Source: Le Monde
L’Inde en ordre de marche pour rattraper son retard
Sylvie Andreau
Avec une population supérieure au voisin chinois mais un trafic aérien trois fois moins important, l’Inde s’est engagée dans une course contre la montre. L’essor d’une classe moyenne toujours plus nombreuse est déjà engagée, tandis que le nombre de personnes à très hauts revenus devrait connaître une progression inédite au niveau mondial. Si l’on ajoute à cela la taille du pays, qui favorise les vols domestiques, et celle de la diaspora indienne, générant des flux de tourisme affinitaire considérables, le trafic aérien en Inde devrait bientôt se placer juste après celui des Etats-Unis et de la Chine.
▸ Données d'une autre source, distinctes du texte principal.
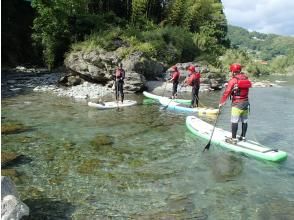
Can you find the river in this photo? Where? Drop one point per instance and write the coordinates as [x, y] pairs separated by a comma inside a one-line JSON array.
[[142, 162]]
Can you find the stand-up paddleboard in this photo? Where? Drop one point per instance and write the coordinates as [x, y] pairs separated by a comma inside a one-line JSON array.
[[110, 105], [157, 97], [250, 148], [171, 105]]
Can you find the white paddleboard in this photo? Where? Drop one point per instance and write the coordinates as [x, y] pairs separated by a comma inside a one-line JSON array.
[[110, 105]]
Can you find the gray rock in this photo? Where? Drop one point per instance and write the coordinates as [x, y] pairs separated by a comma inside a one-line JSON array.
[[11, 206]]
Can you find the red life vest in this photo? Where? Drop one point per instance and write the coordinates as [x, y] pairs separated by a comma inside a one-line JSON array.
[[241, 87], [194, 79], [119, 73]]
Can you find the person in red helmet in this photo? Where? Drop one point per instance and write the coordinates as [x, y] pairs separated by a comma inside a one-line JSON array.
[[193, 80], [119, 82], [238, 88], [174, 78]]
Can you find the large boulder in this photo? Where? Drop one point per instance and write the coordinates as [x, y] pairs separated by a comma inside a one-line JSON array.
[[98, 66]]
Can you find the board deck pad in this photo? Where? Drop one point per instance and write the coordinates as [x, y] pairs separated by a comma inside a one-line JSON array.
[[248, 147], [113, 104]]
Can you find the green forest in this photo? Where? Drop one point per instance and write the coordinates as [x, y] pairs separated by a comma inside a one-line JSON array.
[[43, 32]]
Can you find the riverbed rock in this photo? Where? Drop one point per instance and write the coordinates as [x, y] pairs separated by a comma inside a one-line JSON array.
[[13, 128], [226, 167], [8, 157], [11, 206]]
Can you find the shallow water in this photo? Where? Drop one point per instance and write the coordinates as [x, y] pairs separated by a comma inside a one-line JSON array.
[[142, 163]]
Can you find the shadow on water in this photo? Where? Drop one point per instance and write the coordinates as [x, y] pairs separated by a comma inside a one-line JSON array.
[[45, 209]]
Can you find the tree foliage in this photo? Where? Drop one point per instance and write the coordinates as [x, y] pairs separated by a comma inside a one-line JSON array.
[[60, 23]]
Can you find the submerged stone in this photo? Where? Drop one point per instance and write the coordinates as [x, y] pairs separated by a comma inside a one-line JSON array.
[[13, 128], [226, 167], [88, 166], [101, 140], [8, 157]]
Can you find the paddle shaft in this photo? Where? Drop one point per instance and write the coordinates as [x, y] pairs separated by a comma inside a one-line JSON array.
[[208, 144], [165, 107]]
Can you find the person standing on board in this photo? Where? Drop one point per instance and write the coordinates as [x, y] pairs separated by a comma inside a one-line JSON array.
[[119, 82], [193, 80], [238, 88], [174, 77]]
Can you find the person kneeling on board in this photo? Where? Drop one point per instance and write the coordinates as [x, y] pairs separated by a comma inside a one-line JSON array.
[[238, 88], [193, 80]]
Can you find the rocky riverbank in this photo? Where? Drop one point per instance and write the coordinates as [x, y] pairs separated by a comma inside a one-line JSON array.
[[40, 80]]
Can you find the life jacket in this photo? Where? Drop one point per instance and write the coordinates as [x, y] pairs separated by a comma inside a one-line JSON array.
[[194, 79], [119, 73], [175, 76], [241, 87]]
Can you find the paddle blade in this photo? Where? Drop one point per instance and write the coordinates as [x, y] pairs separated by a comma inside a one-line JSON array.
[[207, 147]]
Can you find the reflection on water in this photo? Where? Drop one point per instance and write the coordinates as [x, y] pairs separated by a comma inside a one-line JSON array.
[[142, 163]]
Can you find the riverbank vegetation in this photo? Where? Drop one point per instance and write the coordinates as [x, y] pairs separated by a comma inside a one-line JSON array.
[[168, 31]]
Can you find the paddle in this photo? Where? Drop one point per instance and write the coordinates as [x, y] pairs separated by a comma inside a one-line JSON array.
[[165, 107], [219, 108], [164, 88], [208, 144]]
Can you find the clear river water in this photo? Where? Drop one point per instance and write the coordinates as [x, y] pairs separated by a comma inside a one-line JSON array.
[[141, 162]]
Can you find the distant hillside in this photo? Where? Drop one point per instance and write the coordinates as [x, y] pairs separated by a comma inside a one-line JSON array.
[[263, 46]]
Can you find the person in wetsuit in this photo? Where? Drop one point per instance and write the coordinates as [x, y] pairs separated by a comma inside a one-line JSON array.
[[193, 80], [119, 82], [238, 88], [174, 78]]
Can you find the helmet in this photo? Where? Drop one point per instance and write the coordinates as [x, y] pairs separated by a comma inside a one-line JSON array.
[[191, 68], [235, 68]]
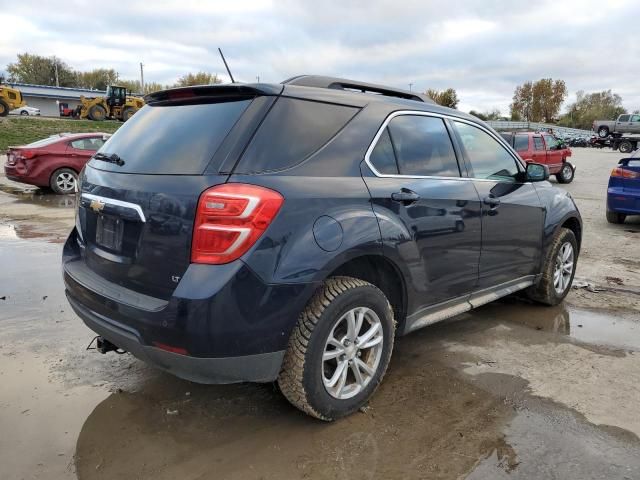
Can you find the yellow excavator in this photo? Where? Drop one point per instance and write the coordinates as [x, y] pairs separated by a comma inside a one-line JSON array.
[[116, 104], [10, 99]]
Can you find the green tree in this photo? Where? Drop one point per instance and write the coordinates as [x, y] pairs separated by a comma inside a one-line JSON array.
[[538, 101], [588, 107], [98, 78], [200, 78], [446, 98], [41, 70]]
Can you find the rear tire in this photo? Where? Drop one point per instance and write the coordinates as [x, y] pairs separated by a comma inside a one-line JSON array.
[[566, 173], [558, 270], [625, 147], [97, 113], [331, 368], [64, 181], [615, 217]]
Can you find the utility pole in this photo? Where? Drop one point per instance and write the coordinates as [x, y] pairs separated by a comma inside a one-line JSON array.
[[141, 78]]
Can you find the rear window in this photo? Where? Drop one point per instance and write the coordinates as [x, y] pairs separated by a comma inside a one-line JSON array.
[[173, 139], [44, 142], [521, 143], [293, 131]]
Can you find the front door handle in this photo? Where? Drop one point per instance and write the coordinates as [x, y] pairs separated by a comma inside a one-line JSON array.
[[405, 196], [493, 202]]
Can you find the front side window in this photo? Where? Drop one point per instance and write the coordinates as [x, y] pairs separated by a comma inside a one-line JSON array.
[[537, 143], [488, 158], [521, 143], [422, 146]]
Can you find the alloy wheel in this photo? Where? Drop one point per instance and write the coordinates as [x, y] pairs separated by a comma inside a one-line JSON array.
[[563, 269], [352, 353], [66, 182]]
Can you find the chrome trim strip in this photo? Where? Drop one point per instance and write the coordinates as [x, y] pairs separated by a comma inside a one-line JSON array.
[[450, 308], [391, 116], [117, 203]]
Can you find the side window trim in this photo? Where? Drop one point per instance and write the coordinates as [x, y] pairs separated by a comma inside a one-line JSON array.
[[452, 137]]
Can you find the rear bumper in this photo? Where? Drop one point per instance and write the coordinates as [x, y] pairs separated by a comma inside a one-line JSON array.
[[233, 326], [623, 201], [252, 368]]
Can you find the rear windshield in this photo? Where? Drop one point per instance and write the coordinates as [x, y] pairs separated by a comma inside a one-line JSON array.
[[293, 131], [172, 139], [44, 142]]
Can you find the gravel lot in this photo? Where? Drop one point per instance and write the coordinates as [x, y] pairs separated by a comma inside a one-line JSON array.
[[511, 390]]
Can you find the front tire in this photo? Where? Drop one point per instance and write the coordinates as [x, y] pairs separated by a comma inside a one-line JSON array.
[[339, 350], [615, 217], [625, 147], [64, 181], [566, 173], [558, 270]]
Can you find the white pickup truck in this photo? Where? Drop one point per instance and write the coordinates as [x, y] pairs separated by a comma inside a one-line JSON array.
[[626, 123]]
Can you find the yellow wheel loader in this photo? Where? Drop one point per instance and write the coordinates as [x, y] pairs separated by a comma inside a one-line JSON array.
[[115, 105], [10, 99]]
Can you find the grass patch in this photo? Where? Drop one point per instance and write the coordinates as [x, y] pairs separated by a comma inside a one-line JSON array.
[[20, 131]]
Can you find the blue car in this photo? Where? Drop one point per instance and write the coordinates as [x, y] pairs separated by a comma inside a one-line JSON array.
[[623, 193], [289, 232]]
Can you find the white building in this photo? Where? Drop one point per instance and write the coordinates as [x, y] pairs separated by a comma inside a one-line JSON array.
[[50, 100]]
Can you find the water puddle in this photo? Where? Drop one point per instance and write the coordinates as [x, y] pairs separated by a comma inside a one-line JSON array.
[[609, 329]]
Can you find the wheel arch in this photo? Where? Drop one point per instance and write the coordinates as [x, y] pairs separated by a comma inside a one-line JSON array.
[[381, 272]]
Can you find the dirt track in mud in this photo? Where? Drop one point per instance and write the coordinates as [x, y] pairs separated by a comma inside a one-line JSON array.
[[512, 390]]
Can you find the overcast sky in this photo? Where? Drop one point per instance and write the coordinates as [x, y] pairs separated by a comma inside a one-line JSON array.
[[483, 49]]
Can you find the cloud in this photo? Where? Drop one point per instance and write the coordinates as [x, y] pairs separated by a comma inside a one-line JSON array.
[[482, 49]]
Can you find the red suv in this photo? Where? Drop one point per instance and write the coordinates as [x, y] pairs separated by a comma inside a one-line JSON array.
[[53, 162], [542, 147]]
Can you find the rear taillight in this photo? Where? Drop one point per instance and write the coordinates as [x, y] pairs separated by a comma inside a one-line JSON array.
[[624, 173], [230, 219]]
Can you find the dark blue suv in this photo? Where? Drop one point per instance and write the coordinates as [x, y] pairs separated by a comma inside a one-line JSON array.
[[290, 231]]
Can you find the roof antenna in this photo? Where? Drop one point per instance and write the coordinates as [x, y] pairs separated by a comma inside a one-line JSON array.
[[226, 66]]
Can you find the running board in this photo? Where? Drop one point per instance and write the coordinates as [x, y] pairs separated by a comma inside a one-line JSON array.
[[441, 311]]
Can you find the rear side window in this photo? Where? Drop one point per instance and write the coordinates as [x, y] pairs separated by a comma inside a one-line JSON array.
[[88, 143], [521, 143], [293, 131], [537, 143], [172, 139], [382, 157], [422, 146]]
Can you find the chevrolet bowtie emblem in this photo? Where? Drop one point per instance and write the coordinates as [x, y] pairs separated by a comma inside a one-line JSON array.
[[96, 205]]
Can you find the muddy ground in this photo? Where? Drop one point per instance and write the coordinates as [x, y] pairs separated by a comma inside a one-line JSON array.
[[512, 390]]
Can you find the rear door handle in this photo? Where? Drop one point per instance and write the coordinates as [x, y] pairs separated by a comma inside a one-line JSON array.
[[405, 196], [493, 202]]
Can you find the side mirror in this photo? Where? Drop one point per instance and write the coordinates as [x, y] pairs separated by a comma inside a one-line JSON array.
[[536, 172]]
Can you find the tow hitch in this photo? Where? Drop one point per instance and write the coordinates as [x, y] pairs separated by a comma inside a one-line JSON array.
[[104, 346]]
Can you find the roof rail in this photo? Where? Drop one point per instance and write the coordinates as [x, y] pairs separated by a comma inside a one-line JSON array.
[[320, 81]]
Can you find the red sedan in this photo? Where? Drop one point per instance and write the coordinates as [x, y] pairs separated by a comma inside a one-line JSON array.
[[53, 162]]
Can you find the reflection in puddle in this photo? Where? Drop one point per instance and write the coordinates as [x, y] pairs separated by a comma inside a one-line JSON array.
[[600, 328]]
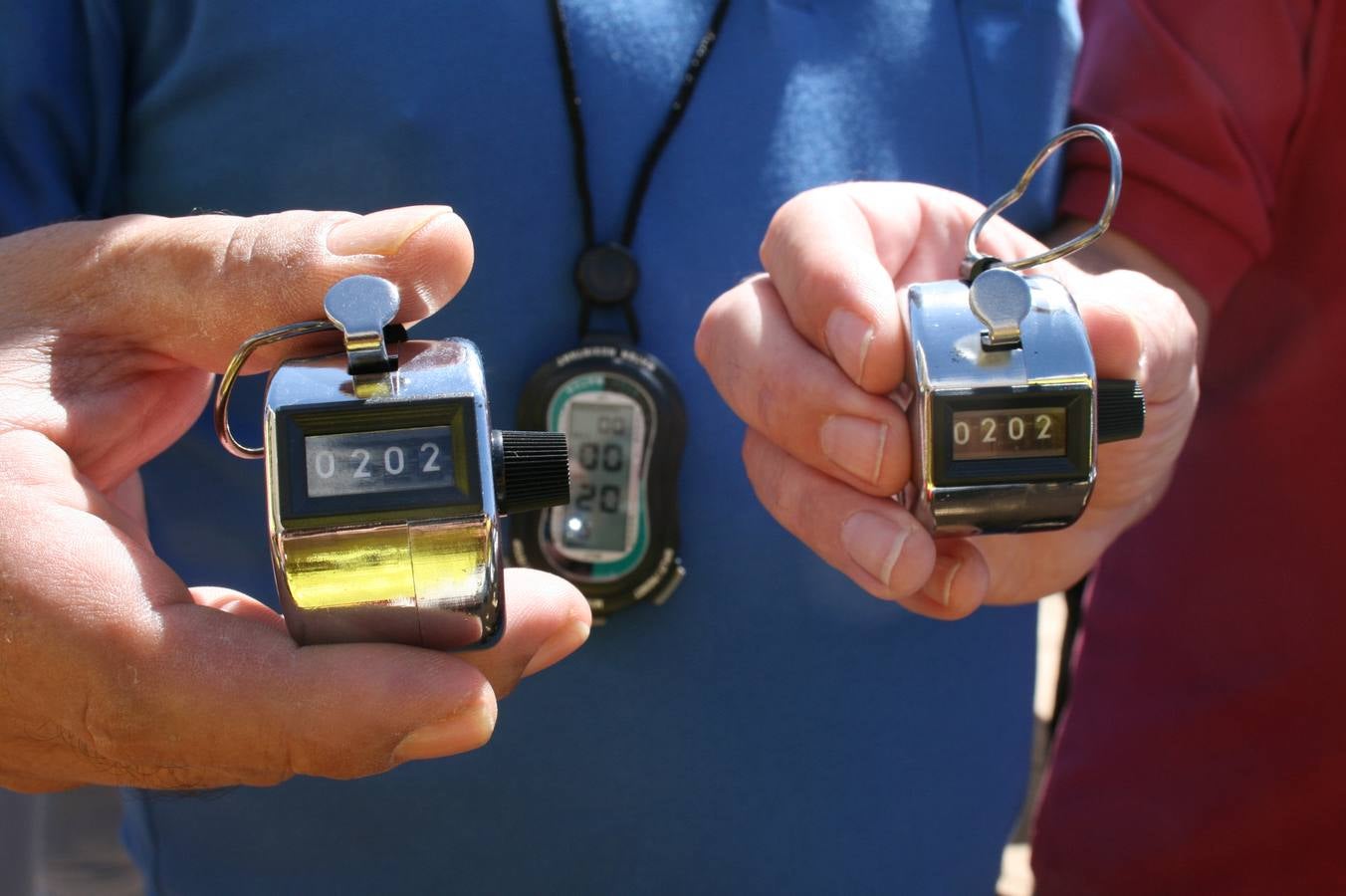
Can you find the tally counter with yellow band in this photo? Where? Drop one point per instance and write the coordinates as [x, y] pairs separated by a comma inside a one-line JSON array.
[[385, 481]]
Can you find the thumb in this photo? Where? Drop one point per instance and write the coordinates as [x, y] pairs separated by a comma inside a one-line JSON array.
[[194, 288]]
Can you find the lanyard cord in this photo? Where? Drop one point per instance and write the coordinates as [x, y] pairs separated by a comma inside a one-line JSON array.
[[652, 155]]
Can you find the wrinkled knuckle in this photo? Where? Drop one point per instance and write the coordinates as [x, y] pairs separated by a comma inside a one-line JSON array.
[[822, 284]]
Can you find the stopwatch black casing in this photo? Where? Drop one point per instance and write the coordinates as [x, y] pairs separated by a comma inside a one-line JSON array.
[[623, 416]]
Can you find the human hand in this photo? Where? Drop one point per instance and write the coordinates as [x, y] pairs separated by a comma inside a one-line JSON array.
[[807, 352], [113, 670]]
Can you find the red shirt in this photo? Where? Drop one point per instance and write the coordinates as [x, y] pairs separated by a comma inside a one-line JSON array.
[[1205, 746]]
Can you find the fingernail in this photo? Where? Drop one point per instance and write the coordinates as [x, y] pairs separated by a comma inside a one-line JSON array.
[[558, 647], [875, 543], [940, 585], [381, 233], [467, 730], [848, 339], [855, 444]]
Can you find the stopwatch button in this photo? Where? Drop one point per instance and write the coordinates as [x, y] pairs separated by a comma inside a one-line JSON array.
[[1121, 409], [607, 274], [532, 470]]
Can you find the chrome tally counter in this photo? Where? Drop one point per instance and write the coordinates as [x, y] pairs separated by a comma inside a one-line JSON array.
[[1006, 408], [385, 479]]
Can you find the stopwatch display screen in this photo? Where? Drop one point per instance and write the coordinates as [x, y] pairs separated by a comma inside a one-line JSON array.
[[1010, 432], [597, 517], [355, 463]]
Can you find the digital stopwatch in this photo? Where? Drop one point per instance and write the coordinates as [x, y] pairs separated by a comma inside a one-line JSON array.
[[1005, 405], [616, 540], [385, 481]]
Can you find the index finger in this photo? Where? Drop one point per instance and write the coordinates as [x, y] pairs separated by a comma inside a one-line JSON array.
[[840, 257], [194, 288]]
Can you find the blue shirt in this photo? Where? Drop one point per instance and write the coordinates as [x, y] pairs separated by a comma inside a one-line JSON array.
[[772, 727]]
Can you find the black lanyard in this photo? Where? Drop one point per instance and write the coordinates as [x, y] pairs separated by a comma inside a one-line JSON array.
[[607, 274]]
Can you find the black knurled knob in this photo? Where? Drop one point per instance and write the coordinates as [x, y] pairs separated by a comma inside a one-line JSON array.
[[1121, 409], [532, 470]]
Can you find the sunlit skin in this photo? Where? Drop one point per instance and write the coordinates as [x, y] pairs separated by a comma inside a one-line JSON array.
[[112, 669], [807, 352]]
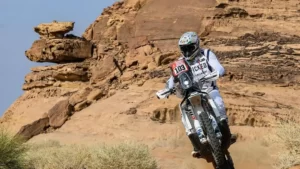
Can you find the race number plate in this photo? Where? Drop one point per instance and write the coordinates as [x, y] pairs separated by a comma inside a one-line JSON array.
[[179, 67]]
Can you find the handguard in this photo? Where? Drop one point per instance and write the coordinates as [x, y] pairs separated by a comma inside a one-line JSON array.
[[164, 93]]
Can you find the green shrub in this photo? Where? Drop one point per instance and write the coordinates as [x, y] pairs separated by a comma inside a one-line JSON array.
[[12, 151], [124, 156], [288, 136]]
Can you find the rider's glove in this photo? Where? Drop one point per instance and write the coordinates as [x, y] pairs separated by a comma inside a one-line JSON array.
[[162, 94]]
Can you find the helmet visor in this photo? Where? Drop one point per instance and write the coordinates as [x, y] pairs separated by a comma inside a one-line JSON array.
[[188, 50]]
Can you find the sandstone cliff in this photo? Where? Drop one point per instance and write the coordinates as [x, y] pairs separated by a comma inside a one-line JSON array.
[[104, 82]]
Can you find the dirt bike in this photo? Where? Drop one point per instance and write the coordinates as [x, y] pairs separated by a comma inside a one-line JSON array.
[[203, 113]]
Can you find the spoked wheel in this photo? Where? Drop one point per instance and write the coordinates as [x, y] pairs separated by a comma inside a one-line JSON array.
[[217, 152]]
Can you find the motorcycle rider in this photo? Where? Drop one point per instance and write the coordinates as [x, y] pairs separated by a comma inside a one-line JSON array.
[[202, 62]]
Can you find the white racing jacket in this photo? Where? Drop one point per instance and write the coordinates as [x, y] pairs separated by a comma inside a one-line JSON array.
[[201, 66]]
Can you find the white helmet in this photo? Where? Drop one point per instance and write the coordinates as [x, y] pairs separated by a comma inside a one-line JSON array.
[[189, 45]]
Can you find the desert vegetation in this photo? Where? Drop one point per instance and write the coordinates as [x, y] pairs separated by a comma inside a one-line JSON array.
[[15, 154], [287, 137]]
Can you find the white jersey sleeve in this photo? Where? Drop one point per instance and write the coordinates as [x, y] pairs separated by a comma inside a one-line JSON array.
[[214, 62]]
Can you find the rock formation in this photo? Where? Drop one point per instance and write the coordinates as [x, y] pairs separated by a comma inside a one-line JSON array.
[[123, 57]]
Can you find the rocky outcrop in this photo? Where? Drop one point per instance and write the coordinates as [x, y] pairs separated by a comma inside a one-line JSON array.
[[33, 129], [54, 29], [134, 41], [59, 114], [56, 75], [59, 50]]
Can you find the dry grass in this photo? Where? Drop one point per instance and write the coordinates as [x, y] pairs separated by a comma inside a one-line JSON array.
[[123, 156], [288, 136], [12, 151]]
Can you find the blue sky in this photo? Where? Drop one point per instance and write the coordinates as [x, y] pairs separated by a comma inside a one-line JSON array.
[[17, 19]]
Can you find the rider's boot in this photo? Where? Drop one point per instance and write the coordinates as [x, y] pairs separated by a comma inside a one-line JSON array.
[[196, 144], [228, 138]]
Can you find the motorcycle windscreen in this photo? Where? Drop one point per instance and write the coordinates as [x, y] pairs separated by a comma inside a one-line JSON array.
[[185, 81]]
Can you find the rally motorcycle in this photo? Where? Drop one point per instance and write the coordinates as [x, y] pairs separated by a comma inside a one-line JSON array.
[[203, 113]]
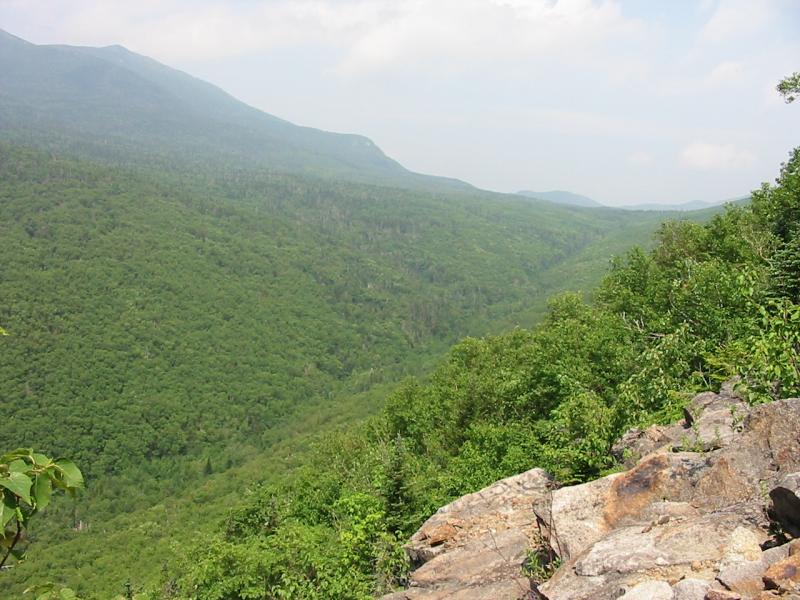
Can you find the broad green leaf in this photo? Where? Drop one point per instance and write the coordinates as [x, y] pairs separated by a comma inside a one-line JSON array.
[[19, 484], [72, 476], [18, 466], [42, 490], [14, 454], [6, 514], [41, 460]]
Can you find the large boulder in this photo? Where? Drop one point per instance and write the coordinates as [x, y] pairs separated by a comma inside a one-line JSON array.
[[475, 547], [694, 518], [695, 508]]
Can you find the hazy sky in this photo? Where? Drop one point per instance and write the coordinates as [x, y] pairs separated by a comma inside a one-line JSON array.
[[626, 101]]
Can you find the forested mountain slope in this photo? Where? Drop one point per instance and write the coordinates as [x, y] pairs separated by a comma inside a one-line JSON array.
[[165, 325], [113, 105], [709, 303]]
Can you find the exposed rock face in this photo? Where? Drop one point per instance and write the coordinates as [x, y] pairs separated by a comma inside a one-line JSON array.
[[694, 507], [693, 519], [474, 548]]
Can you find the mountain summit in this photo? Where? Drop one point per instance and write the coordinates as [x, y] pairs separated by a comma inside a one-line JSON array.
[[112, 104]]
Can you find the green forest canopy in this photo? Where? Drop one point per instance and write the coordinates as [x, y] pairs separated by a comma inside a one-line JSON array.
[[169, 329]]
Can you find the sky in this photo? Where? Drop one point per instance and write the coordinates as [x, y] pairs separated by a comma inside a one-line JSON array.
[[626, 101]]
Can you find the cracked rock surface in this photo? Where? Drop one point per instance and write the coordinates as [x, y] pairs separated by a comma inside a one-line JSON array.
[[708, 509]]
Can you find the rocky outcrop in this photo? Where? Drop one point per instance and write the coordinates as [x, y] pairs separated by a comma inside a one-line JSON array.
[[474, 548], [708, 509]]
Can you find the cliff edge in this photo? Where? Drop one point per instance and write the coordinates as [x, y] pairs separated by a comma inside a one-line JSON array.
[[709, 509]]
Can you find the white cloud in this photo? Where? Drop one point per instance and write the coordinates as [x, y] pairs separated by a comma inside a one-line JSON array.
[[737, 18], [726, 73], [641, 159], [716, 157], [371, 34]]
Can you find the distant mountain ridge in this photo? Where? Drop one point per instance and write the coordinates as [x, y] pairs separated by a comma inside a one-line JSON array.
[[686, 206], [572, 199], [114, 105], [562, 197]]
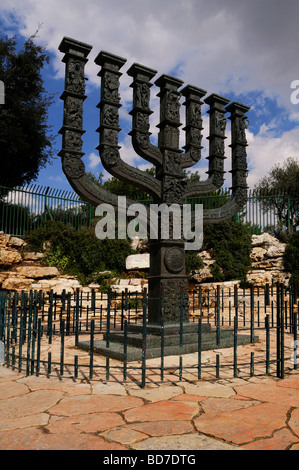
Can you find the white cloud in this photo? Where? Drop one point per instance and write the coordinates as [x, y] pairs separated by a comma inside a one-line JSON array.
[[265, 151], [93, 161], [224, 47]]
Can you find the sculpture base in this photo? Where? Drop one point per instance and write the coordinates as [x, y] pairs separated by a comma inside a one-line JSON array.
[[172, 341]]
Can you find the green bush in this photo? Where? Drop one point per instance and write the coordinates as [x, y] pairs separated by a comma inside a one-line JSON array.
[[291, 257], [230, 242], [79, 252], [193, 262]]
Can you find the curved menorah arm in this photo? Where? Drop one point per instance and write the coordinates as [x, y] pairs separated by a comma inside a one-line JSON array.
[[193, 126], [109, 127], [216, 145], [239, 171], [141, 112]]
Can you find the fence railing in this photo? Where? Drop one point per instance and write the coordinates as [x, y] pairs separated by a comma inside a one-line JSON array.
[[26, 208], [45, 334]]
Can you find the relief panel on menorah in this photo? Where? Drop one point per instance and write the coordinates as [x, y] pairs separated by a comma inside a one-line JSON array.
[[193, 115], [109, 136], [194, 137], [217, 147], [75, 82], [73, 112], [171, 107], [169, 138], [140, 122], [110, 87], [218, 123], [73, 166], [173, 190], [109, 116], [239, 178], [239, 160], [239, 130], [142, 140], [142, 96], [72, 140], [172, 163], [110, 156]]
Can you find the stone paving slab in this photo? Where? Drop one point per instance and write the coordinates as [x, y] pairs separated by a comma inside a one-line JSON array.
[[257, 413]]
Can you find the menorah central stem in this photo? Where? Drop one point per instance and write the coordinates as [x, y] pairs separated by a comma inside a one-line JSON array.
[[168, 283]]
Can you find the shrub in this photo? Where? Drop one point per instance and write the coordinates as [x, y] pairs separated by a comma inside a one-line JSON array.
[[230, 242], [79, 252], [193, 262], [291, 257]]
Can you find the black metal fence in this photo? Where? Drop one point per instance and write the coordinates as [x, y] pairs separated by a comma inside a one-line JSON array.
[[23, 209], [43, 334]]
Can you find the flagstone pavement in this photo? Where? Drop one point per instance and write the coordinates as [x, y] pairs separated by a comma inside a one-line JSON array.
[[256, 413]]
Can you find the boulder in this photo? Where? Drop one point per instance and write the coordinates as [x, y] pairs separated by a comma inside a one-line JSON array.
[[9, 258], [17, 283], [32, 256], [258, 253], [141, 261], [265, 240], [37, 272], [259, 277], [16, 242], [276, 251]]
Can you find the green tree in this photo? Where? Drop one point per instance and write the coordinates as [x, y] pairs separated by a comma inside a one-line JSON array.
[[279, 191], [291, 257], [230, 242], [25, 143]]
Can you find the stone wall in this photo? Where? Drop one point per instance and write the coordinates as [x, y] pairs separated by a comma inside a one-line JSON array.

Ces dernières années, les compagnies locales ont multiplié les commandes auprès d’Airbus et de Boeing. Les analystes de S&P ont calculé qu’au total 1 700 appareils devraient être livrés par les deux avionneurs à des clients indiens. Air India, repris en 2022 par le groupe Tata, est même devenu l’un des tout premiers clients d’Airbus. Il a commandé en décembre 2024 100 nouveaux avions : des A350, des A320 et des A321.
L’alliance avec ADP
Les infrastructures doivent suivre. De 145 aéroports aujourd’hui, le sous-continent doit passer à 220 d’ici à cinq ans. Nouvelle flotte et aéroports devraient représenter sur la période un investissement total de 170 milliards de dollars (164 milliards d’euros).
Depuis 2023, du Gujarat au Karnataka, cinq nouveaux aéroports sont déjà sortis de terre à Rajkot, Rourkela, Shivamogga, Ayodhya et Manohar. Le 10 mars 2024, le premier ministre, Narendra Modi, a inauguré sous l’œil des caméras 15 nouveaux projets d’aéroport, y compris 12 nouveaux terminaux. « L’enjeu est à la fois de désenclaver certaines régions et de répartir la croissance attendue du trafic au niveau national », analyse Alexis Riols, représentant du Groupe ADP en Inde. Le français est l’un des rares opérateurs étrangers, avec Zurich Airport, à avoir réussi à s’implanter dans le pays. L’essentiel des projets est porté par les gouvernements et deux groupes locaux, Adani et GMR. Ce dernier a choisi de s’adjoindre les compétences du gestionnaire de l’aéroport Paris – Charles-de-Gaulle (CDG).
Commencé en 2020, le partenariat a débouché à l’été 2024 sur un coactionnariat dans GMR Airport. La holding détient les concessions des aéroports Indira Gandhi de Delhi, de Hyderabad et de celui de Manohar, dans le nord de l’Etat de Goa, inauguré en décembre 2022. « Notre partenariat contribue à la dynamique de développement du trafic entre l’Inde et l’aéroport Paris – Charles-de-Gaulle, qui représente désormais 50 fréquences hebdomadaires sur CDG, dont 24 avec Delhi », précise Alexis Riols.
Deux infrastructures de taille devraient entrer en service en 2025. Les mégapoles de Delhi et Bombay compteront chacune un deuxième aéroport. Des projets identiques sont déjà prévus à Madras ou à Pune. Le trafic intérieur pourrait atteindre 300 millions de passagers par an d’ici à 2030, contre 152 millions en 2023.